- Born: 23 July 1907
- Died: 14 June 1966 (aged 58)
- Education: Queen Mary's College
- Occupation: Chartered Accountant

= R. Sivabhogam =

First Female Chartered Accountant of India

R Sivabhogam (Ramasamy) (born 23 July 1907 in India), was the first female chartered accountant of India.

R Sivabhogam did her early schooling in Lady Wellington School in Triplicane neighborhood in Chennai, she was a student of Sister Subbalakshmi in field of Social Service and graduated from The Queen Mary’s College Chennai. She participated in non cooperation movement launched by Mahatma Gandhi and was imprisoned for a year. After her release Sivabhogam registered for Government Diploma in Accountancy and created history by becoming the first female Indian accountant in 1933. She underwent article-ship training under Mr. C S Sastri.

Sivabhogam could not start her independent practice immediately after her training as the then British Government enacted a law in India under which people who had undergone imprisonment were prevented from registering themselves as Accountants. Sivabhogam filed a writ petition to quash such an Act and got the verdict in her favour.

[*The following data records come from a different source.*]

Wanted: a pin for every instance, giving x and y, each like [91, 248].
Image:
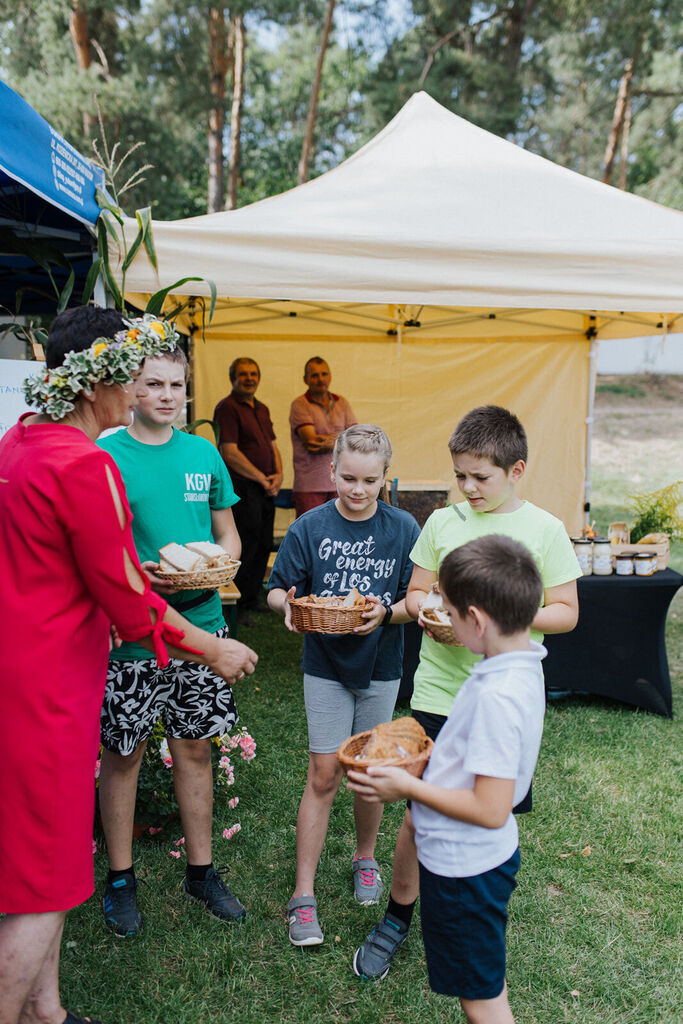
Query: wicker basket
[202, 579]
[309, 616]
[347, 756]
[441, 633]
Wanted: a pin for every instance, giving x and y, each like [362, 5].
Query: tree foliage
[543, 74]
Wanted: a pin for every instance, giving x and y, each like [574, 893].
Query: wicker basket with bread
[329, 614]
[197, 565]
[402, 742]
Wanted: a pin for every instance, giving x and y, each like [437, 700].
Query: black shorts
[463, 929]
[191, 700]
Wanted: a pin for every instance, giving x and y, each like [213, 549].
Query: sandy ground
[638, 438]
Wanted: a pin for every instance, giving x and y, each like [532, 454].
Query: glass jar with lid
[584, 549]
[624, 564]
[602, 556]
[645, 563]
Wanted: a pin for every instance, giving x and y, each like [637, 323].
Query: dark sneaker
[120, 905]
[215, 895]
[304, 927]
[368, 885]
[373, 960]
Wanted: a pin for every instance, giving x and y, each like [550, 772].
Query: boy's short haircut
[314, 358]
[232, 371]
[76, 329]
[491, 432]
[497, 574]
[177, 355]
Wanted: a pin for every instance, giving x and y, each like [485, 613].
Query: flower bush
[156, 798]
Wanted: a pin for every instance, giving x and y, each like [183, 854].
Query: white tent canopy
[437, 268]
[436, 211]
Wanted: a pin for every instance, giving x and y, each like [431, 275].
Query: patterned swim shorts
[190, 699]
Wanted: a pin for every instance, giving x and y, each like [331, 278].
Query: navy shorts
[463, 929]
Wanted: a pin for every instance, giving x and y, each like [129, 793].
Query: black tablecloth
[617, 649]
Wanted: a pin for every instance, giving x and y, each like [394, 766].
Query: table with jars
[617, 649]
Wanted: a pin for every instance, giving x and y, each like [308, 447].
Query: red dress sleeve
[100, 546]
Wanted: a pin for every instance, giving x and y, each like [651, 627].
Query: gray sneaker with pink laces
[368, 885]
[304, 926]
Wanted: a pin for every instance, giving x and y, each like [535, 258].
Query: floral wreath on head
[112, 360]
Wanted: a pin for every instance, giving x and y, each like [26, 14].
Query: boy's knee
[190, 753]
[122, 764]
[325, 780]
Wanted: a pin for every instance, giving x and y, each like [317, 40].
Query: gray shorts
[190, 699]
[335, 713]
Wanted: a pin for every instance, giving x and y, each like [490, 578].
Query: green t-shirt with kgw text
[172, 488]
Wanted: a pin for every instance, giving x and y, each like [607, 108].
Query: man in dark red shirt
[247, 443]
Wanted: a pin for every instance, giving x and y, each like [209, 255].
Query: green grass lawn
[595, 923]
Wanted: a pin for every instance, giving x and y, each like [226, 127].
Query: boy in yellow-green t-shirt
[489, 451]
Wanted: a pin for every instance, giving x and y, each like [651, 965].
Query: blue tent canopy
[47, 198]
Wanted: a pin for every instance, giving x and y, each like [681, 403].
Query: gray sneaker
[304, 926]
[368, 885]
[373, 960]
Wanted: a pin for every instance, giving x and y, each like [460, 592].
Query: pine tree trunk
[620, 114]
[624, 152]
[78, 28]
[240, 36]
[307, 147]
[218, 64]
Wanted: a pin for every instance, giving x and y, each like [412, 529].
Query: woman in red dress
[69, 570]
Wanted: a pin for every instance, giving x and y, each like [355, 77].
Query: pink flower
[248, 747]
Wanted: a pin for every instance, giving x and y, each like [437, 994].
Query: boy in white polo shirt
[481, 765]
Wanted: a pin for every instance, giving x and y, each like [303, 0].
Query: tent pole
[592, 373]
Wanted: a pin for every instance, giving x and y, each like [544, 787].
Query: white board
[12, 403]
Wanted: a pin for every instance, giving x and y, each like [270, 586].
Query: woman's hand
[374, 616]
[232, 660]
[287, 609]
[158, 585]
[381, 785]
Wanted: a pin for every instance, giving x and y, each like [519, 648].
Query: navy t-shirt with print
[323, 553]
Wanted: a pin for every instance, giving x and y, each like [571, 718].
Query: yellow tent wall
[417, 388]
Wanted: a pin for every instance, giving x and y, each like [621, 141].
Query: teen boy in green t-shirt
[179, 491]
[488, 450]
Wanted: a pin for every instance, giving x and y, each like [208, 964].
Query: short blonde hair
[366, 439]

To note the issue a separate file by name Sivabhogam was opened in Delhi India for the petition.

Shivabhogam started her independent practice in 1937 and was also a part-time assistant with M/s. Sastri and Shah. On the formation of The Institute of Chartered Accountants of India (ICAI) in 1949 Sivabhogam was enrolled as a member and became a fellow on 17 June 1950.
Sivabhogam became the Chairperson of the Southern India Regional Council (SIRC) of the Institute of Chartered Accountants of India (the then Madras Council). She is the only woman so far to have held this position, for a continuous period of three years from 1955 to 1958. She was also a senate member of the University of Madras. She remained single throughout her life.

Sivabhogam had been very active in social service and primarily for the cause of women’s education. She was a believer in Gandhian principles and wore Khadi till her death on 14 June 1966. She was a part of Youth league and Swadesi league and went from teaching khadi based block printing to boycotting foreign goods .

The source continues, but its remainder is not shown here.